I began the process of wading through the morass of health care, trying to get her switched from hospice to home health; she was lucid again, but had been bed-ridden for so long that she'd lost the use of her legs. She would need physical therapy to regain her ability to walk.
It's taken us a month to work through the maze, but today she started physical therapy. Not only do I expect her to make a full recovery, but she will return home more lucid and clearer than she's been in years.
I blame the American medical industry for what she's been through. She's been on a merry-go-round of doctors who are only too happy to prescribe yet more medications, and who don't ever seem to bother to check either medication conflicts or long-term side effects. I've researched some of the drugs she was on, and learned things about them that have made me want to seek out a few doctors for good thrashings. There is no question that she was over-medicated and badly treated by doctors. I think at least one hospital literally lied about her care and another misdiagnosed her. I think hospitals and facilities have made a fortune off billing her insurance company for treatments she didn't need or just plain didn't even receive.
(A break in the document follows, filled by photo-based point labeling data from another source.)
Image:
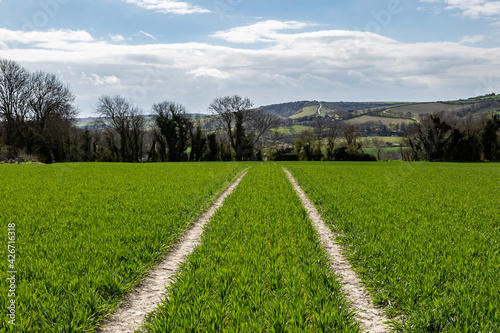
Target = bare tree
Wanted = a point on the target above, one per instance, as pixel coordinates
(127, 121)
(351, 135)
(14, 92)
(332, 132)
(233, 111)
(378, 145)
(174, 129)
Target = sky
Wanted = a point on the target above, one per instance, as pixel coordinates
(271, 51)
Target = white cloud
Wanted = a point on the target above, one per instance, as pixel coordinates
(116, 38)
(472, 8)
(472, 39)
(291, 65)
(265, 31)
(41, 37)
(209, 72)
(147, 35)
(169, 6)
(97, 80)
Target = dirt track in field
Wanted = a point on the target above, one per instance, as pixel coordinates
(371, 318)
(146, 297)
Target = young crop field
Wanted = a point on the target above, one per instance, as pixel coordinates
(260, 268)
(86, 233)
(424, 237)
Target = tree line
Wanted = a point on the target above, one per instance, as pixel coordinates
(37, 120)
(447, 137)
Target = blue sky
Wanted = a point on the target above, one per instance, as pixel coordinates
(271, 51)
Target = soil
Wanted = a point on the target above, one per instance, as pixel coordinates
(146, 297)
(371, 318)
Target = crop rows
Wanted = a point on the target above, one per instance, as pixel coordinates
(259, 268)
(424, 237)
(86, 233)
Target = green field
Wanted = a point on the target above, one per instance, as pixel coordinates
(424, 108)
(385, 120)
(306, 112)
(260, 268)
(86, 233)
(424, 237)
(296, 129)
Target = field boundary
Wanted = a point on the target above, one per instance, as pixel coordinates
(146, 297)
(371, 318)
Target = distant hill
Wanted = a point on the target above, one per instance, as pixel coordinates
(296, 110)
(302, 113)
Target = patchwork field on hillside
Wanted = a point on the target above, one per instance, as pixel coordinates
(424, 238)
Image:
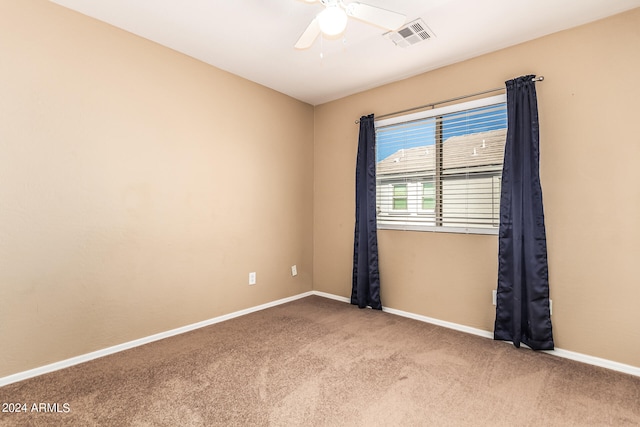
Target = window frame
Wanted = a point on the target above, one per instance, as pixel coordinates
(410, 225)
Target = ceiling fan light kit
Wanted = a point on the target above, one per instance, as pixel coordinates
(332, 21)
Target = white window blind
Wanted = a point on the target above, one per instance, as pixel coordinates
(441, 169)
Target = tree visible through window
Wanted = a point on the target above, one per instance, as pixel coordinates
(400, 197)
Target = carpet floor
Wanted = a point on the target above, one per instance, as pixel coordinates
(319, 362)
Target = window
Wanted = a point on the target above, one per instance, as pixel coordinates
(400, 197)
(441, 169)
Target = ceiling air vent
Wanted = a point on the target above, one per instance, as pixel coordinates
(412, 33)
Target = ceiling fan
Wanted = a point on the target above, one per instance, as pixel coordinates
(333, 19)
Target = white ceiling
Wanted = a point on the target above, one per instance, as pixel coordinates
(254, 38)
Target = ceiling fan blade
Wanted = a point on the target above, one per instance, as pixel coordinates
(376, 16)
(309, 36)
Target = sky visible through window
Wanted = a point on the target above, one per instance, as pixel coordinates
(422, 132)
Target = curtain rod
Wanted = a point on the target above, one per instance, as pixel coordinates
(433, 104)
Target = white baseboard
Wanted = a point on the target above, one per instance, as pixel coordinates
(20, 376)
(591, 360)
(579, 357)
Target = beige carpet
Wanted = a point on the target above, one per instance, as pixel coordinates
(319, 362)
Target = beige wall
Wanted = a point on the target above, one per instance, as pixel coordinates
(590, 149)
(138, 188)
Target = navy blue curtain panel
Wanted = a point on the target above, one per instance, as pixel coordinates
(522, 308)
(365, 289)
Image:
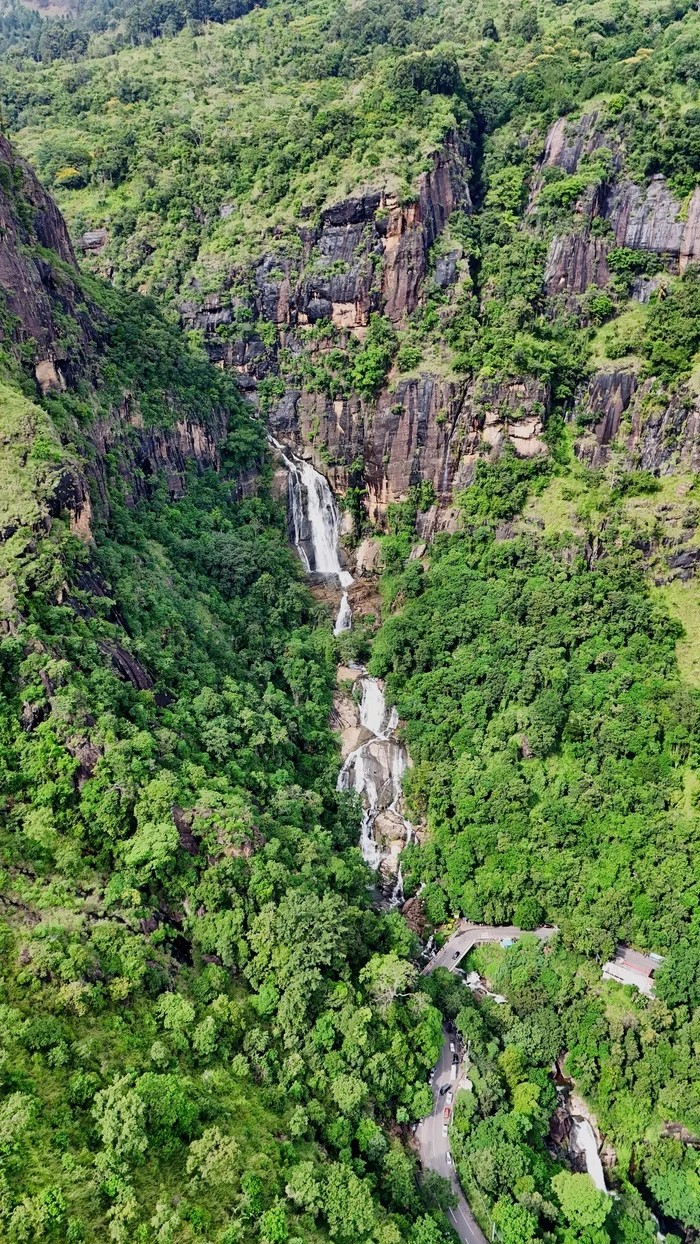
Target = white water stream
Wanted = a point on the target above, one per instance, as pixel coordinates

The good news is that she is now almost free of medications, has a new doctor who is leery of pills, and is in better mental shape than she's been in years. She's reading again, talking to friends, and we had a splendid Christmas lunch at a great restaurant. She's looking forward to the future, and so am I.
I would like to take this opportunity to thank those who offered me legal and medical advice when I most needed it, and to offer up my own words of wisdom: Don't place your trust in doctors, don't believe anyone who tells you America has a great health care system, and be very wary of any medications.